A deal of that size would be Intel’s largest takeover ever and would add about $2 billion in annual revenue. Intel and Altera are already closely tied. Intel not only manufactures Altera’s FPGA chips under contract — Altera doesn’t own its own chip factories — but also offers some of its Xeon chips for servers combined with Altera’s FPGA chips.

Analyst Pat Moorhead, head of the research firm Moor Insights and Strategy, says FPGA chips are generally used for two things. When designing their products, chip companies often use FPGA chips to create early prototypes to test ideas before those ideas are locked into a final silicon design, their main advantage being their flexibility. They can be tweaked and reprogrammed to try different ideas, he said.

That flexibility also makes FPGA chips like those created by Altera and Xilinx useful in speeding up certain specialized computing work loads. “Because they’re flexible and programmable, you can tune an FPGA chip to do a certain kind of computing job really fast, and then offload that job from the main CPU chip like an Intel Xeon,” Moorhead said. That makes them highly useful in certain demanding environments in data centers.
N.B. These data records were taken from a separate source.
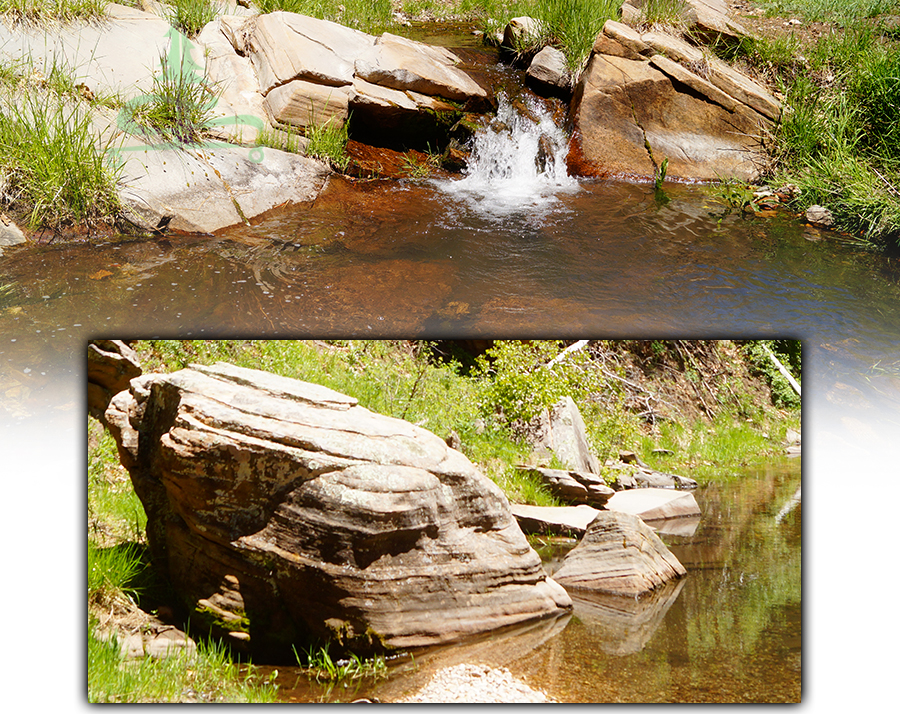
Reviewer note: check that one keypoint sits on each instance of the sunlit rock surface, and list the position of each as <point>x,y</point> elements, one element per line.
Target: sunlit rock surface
<point>283,511</point>
<point>619,554</point>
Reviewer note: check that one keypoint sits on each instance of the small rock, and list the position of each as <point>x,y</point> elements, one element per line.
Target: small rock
<point>819,216</point>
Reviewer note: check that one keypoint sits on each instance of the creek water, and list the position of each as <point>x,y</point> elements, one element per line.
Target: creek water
<point>729,631</point>
<point>570,259</point>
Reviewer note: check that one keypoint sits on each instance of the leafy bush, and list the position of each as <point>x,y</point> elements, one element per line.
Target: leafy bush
<point>179,108</point>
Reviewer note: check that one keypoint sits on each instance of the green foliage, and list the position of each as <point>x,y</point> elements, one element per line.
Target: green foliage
<point>328,142</point>
<point>732,193</point>
<point>53,166</point>
<point>179,108</point>
<point>788,353</point>
<point>664,12</point>
<point>191,16</point>
<point>40,11</point>
<point>839,141</point>
<point>319,664</point>
<point>114,509</point>
<point>712,452</point>
<point>112,571</point>
<point>207,676</point>
<point>841,11</point>
<point>517,384</point>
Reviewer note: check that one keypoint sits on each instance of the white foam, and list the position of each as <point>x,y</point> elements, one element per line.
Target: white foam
<point>505,174</point>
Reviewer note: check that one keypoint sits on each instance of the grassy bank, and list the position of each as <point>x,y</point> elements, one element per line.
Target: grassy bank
<point>838,144</point>
<point>627,391</point>
<point>712,404</point>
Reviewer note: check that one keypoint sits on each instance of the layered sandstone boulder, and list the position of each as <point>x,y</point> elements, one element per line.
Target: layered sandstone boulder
<point>284,512</point>
<point>650,99</point>
<point>621,555</point>
<point>310,71</point>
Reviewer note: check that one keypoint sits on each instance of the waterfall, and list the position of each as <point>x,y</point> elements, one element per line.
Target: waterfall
<point>518,162</point>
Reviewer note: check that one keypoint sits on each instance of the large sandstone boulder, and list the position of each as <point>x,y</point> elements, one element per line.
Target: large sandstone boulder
<point>311,71</point>
<point>284,512</point>
<point>112,364</point>
<point>646,99</point>
<point>619,554</point>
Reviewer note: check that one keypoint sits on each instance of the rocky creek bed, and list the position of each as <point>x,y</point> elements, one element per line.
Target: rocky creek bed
<point>697,118</point>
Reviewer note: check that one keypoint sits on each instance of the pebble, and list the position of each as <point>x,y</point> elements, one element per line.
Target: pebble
<point>475,683</point>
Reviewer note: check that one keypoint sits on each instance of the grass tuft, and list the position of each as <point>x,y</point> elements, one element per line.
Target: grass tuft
<point>179,109</point>
<point>328,142</point>
<point>49,154</point>
<point>42,11</point>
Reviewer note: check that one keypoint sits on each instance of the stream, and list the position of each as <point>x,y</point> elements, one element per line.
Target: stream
<point>466,257</point>
<point>729,631</point>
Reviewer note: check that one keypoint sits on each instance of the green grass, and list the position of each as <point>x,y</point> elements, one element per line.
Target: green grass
<point>665,12</point>
<point>320,665</point>
<point>207,676</point>
<point>54,168</point>
<point>569,25</point>
<point>713,452</point>
<point>840,140</point>
<point>179,108</point>
<point>191,16</point>
<point>842,11</point>
<point>39,11</point>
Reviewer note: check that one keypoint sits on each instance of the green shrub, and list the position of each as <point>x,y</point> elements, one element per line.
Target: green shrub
<point>179,108</point>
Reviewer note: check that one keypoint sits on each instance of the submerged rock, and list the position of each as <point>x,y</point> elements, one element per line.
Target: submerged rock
<point>619,554</point>
<point>112,364</point>
<point>284,512</point>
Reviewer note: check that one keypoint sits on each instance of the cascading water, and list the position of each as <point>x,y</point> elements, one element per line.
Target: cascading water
<point>518,162</point>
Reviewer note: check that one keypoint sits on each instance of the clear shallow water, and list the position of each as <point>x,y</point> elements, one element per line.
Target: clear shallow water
<point>407,260</point>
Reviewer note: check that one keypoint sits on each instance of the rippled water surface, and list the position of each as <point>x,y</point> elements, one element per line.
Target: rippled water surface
<point>407,259</point>
<point>729,631</point>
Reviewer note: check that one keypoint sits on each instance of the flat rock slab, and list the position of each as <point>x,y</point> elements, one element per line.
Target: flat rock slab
<point>624,625</point>
<point>654,503</point>
<point>117,54</point>
<point>619,554</point>
<point>553,520</point>
<point>287,508</point>
<point>207,188</point>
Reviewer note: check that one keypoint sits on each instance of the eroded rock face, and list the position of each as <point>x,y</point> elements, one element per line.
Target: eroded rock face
<point>284,512</point>
<point>619,554</point>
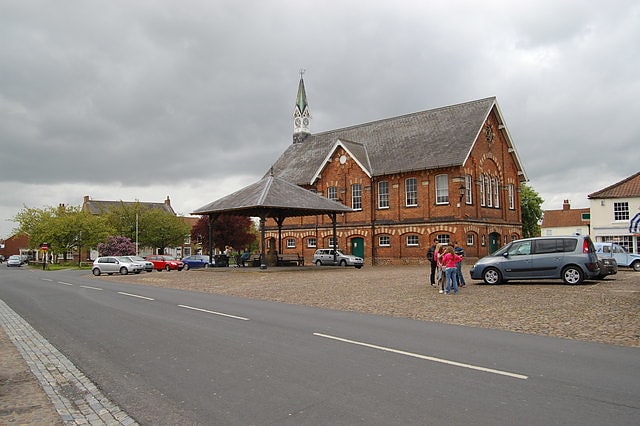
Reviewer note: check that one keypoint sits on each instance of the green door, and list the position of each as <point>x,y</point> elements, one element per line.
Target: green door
<point>357,247</point>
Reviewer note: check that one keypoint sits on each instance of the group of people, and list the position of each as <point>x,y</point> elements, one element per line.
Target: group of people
<point>446,267</point>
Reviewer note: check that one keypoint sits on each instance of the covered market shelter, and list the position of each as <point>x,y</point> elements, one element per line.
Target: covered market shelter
<point>275,198</point>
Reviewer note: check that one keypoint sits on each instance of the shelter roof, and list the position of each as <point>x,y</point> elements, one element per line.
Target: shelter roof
<point>273,197</point>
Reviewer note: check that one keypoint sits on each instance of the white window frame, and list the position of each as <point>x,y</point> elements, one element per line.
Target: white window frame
<point>512,199</point>
<point>442,189</point>
<point>383,195</point>
<point>620,211</point>
<point>356,196</point>
<point>471,239</point>
<point>411,192</point>
<point>332,193</point>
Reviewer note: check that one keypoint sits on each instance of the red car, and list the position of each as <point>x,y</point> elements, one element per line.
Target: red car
<point>167,263</point>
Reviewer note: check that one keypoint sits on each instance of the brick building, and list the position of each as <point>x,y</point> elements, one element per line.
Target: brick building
<point>447,174</point>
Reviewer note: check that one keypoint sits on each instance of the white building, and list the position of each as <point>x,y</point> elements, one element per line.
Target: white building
<point>615,213</point>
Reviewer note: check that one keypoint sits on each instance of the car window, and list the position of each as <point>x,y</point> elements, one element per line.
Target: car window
<point>520,248</point>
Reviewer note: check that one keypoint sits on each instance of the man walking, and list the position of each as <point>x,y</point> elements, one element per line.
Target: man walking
<point>431,258</point>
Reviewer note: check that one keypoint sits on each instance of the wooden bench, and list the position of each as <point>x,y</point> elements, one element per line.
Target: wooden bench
<point>290,260</point>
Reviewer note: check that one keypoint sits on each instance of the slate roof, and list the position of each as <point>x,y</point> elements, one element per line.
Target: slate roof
<point>626,188</point>
<point>564,218</point>
<point>424,140</point>
<point>273,197</point>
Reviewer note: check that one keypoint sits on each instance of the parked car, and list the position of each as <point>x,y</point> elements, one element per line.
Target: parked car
<point>326,257</point>
<point>148,266</point>
<point>115,264</point>
<point>571,258</point>
<point>168,263</point>
<point>620,254</point>
<point>196,261</point>
<point>14,260</point>
<point>608,266</point>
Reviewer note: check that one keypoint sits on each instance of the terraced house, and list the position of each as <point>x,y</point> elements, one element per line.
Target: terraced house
<point>450,174</point>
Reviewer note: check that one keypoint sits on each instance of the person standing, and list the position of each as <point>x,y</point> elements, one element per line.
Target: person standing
<point>449,261</point>
<point>460,252</point>
<point>434,264</point>
<point>439,251</point>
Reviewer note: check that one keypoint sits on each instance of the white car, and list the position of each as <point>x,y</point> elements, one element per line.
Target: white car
<point>619,253</point>
<point>14,260</point>
<point>115,264</point>
<point>326,257</point>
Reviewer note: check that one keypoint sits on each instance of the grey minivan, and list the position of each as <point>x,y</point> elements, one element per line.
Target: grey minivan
<point>570,258</point>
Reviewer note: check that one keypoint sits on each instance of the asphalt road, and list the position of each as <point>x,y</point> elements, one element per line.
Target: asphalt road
<point>167,356</point>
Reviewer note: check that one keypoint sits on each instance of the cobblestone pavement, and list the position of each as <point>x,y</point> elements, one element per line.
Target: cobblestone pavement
<point>606,311</point>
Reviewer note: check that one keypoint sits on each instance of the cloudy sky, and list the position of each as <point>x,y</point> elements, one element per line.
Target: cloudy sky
<point>126,100</point>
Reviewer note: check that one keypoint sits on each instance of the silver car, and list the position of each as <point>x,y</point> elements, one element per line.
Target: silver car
<point>326,257</point>
<point>116,264</point>
<point>571,258</point>
<point>14,260</point>
<point>148,266</point>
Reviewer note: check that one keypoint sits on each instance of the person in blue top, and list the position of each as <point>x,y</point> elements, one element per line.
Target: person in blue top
<point>460,252</point>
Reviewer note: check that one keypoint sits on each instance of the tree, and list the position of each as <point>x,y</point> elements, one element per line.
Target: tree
<point>531,211</point>
<point>117,246</point>
<point>161,229</point>
<point>235,231</point>
<point>64,228</point>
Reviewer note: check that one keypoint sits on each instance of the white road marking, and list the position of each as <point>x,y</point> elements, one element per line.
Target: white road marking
<point>428,358</point>
<point>91,288</point>
<point>135,295</point>
<point>213,312</point>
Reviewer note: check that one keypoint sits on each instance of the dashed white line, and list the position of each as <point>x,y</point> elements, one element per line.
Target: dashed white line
<point>428,358</point>
<point>91,288</point>
<point>135,295</point>
<point>213,312</point>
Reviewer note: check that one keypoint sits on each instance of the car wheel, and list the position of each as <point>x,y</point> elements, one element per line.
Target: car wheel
<point>492,276</point>
<point>572,275</point>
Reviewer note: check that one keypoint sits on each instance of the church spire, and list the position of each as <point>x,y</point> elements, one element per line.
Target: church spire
<point>301,114</point>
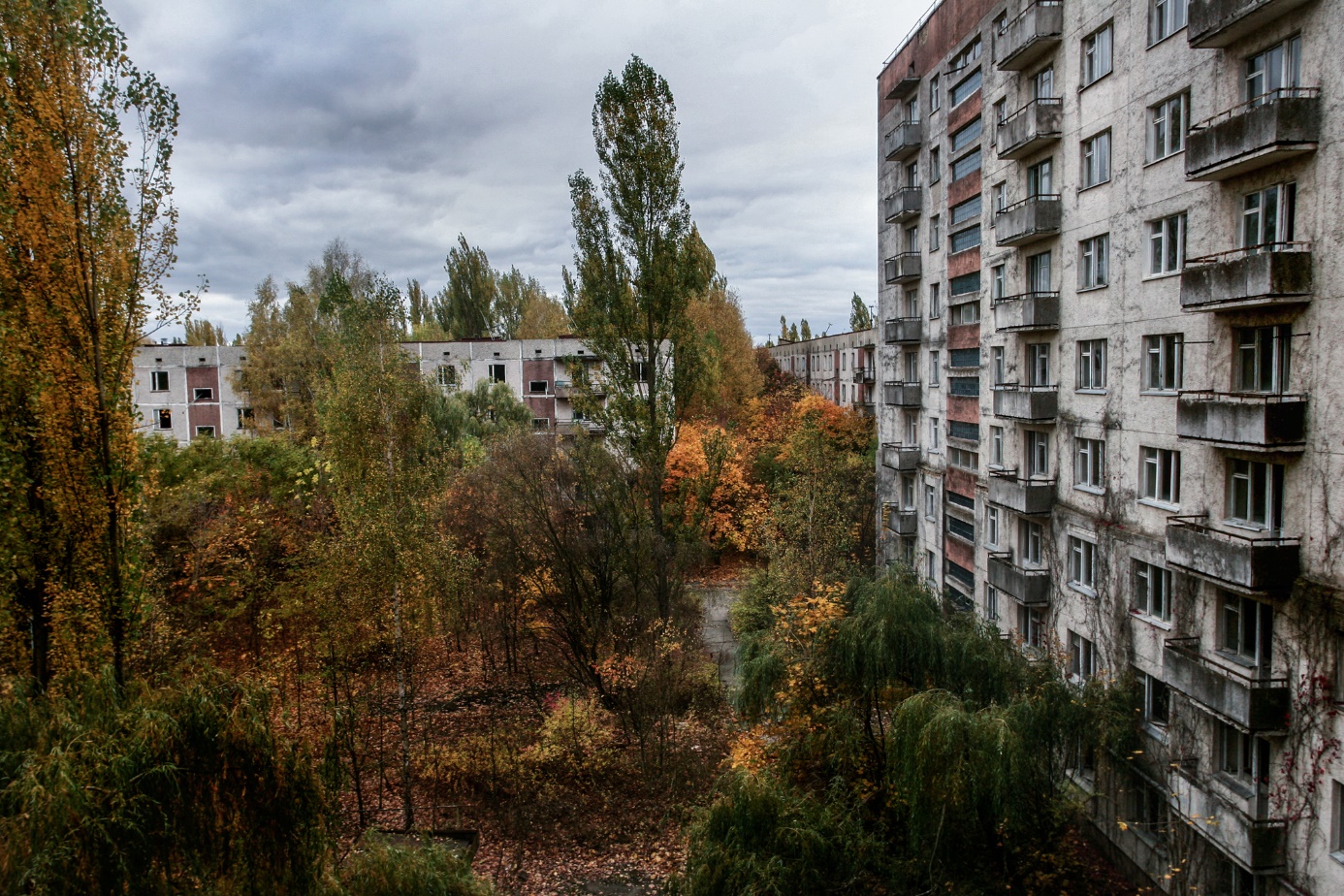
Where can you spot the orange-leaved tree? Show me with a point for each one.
(86, 234)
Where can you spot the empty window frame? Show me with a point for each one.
(1159, 476)
(1094, 262)
(1092, 365)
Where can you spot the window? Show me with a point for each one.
(1096, 168)
(1274, 69)
(1246, 629)
(1167, 122)
(1158, 699)
(1040, 178)
(1038, 454)
(1038, 272)
(1094, 262)
(968, 164)
(1097, 54)
(1043, 83)
(1267, 215)
(1038, 367)
(1031, 541)
(1160, 476)
(964, 87)
(1254, 494)
(1153, 592)
(1082, 656)
(1092, 365)
(1082, 563)
(967, 209)
(1090, 464)
(965, 136)
(1166, 17)
(1163, 366)
(1167, 244)
(964, 240)
(1263, 358)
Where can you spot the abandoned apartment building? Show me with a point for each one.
(1110, 340)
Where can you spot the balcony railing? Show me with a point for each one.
(1027, 312)
(1250, 701)
(1243, 419)
(1219, 23)
(1034, 403)
(1266, 274)
(1264, 564)
(1266, 131)
(1027, 586)
(902, 394)
(902, 268)
(901, 520)
(902, 142)
(904, 330)
(1035, 32)
(1027, 220)
(904, 205)
(1028, 496)
(901, 457)
(1031, 128)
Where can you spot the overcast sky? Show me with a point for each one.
(397, 125)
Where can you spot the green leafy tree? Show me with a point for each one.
(637, 266)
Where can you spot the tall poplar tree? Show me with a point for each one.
(86, 234)
(637, 264)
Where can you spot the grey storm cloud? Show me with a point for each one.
(398, 125)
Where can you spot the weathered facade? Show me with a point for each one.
(842, 367)
(187, 391)
(1109, 319)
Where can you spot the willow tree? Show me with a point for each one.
(86, 236)
(637, 264)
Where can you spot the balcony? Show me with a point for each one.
(1031, 128)
(1030, 37)
(901, 457)
(1270, 274)
(1027, 312)
(1252, 703)
(1031, 403)
(902, 268)
(1243, 419)
(1028, 220)
(1027, 586)
(1028, 496)
(904, 330)
(1270, 129)
(902, 394)
(1263, 564)
(902, 142)
(902, 205)
(1219, 23)
(901, 520)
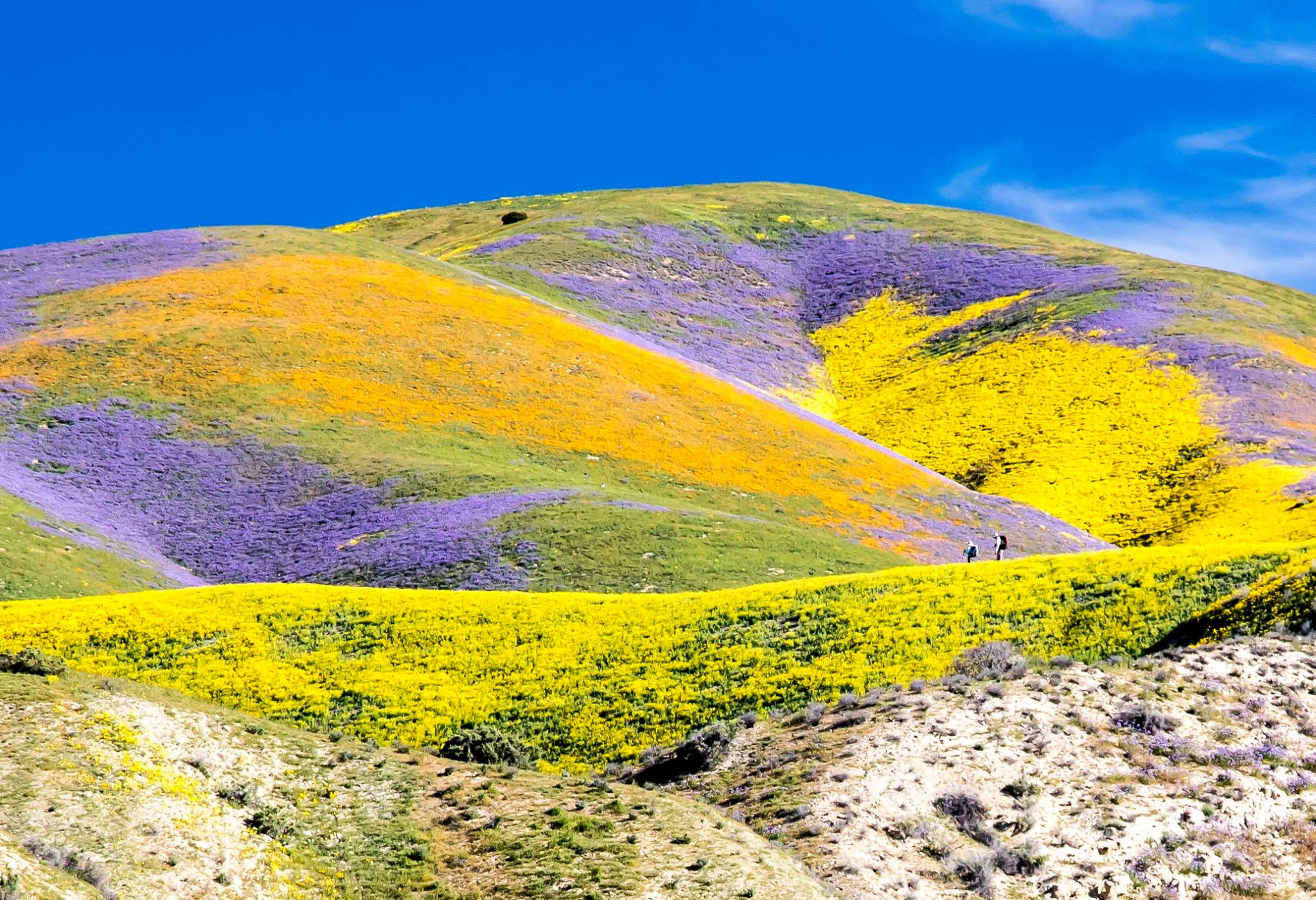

Microsoft has used them to speed up systems powering its Bing search engine, and Google is thought to do the same, though it has never confirmed it.

If Intel reaches a deal to acquire Altera, then it follows that speculation will ramp up about an acquisition of Xilinx. Among the potential buyers are IBM and Qualcomm, Moorhead says.

While IBM no longer owns a chip manufacturing unit, it still has some skin in the chip game. It owns the designs for its Power chips inside its specialized servers. And last year it released the designs of that line as an open-source project, meaning they can be manufactured by anyone with the means to build them.

And like Intel’s Xeon chips, OpenPower chips can work in combination with an FPGA chip, including those produced by Altera and Xilinx.

“One of the linchpins of IBM’s strategy with OpenPower is that it works with an FPGA chip, and if one of the FPGA players is about to get gobbled up, that means the other might soon follow,” Moorhead said.

Xilinx is worth about $11 billion as of close of trading today, meaning it could be acquired for about $13 billion, give or take. IBM, which has about $8 billion in cash on the balance sheet, would have to take on debt in such a deal, and it would be a big bite.

Another potential buyer is Qualcomm, which last year said it would get into the business of designing server chips based on the ARM architecture. Owning an FPGA chip producer could bolster that business, Moorhead said, and Qualcomm, which has about $18 billion in cash and short-term investments, could potentially afford Xilinx. But even so, Moorhead put Qualcomm lower on the list of likely buyers.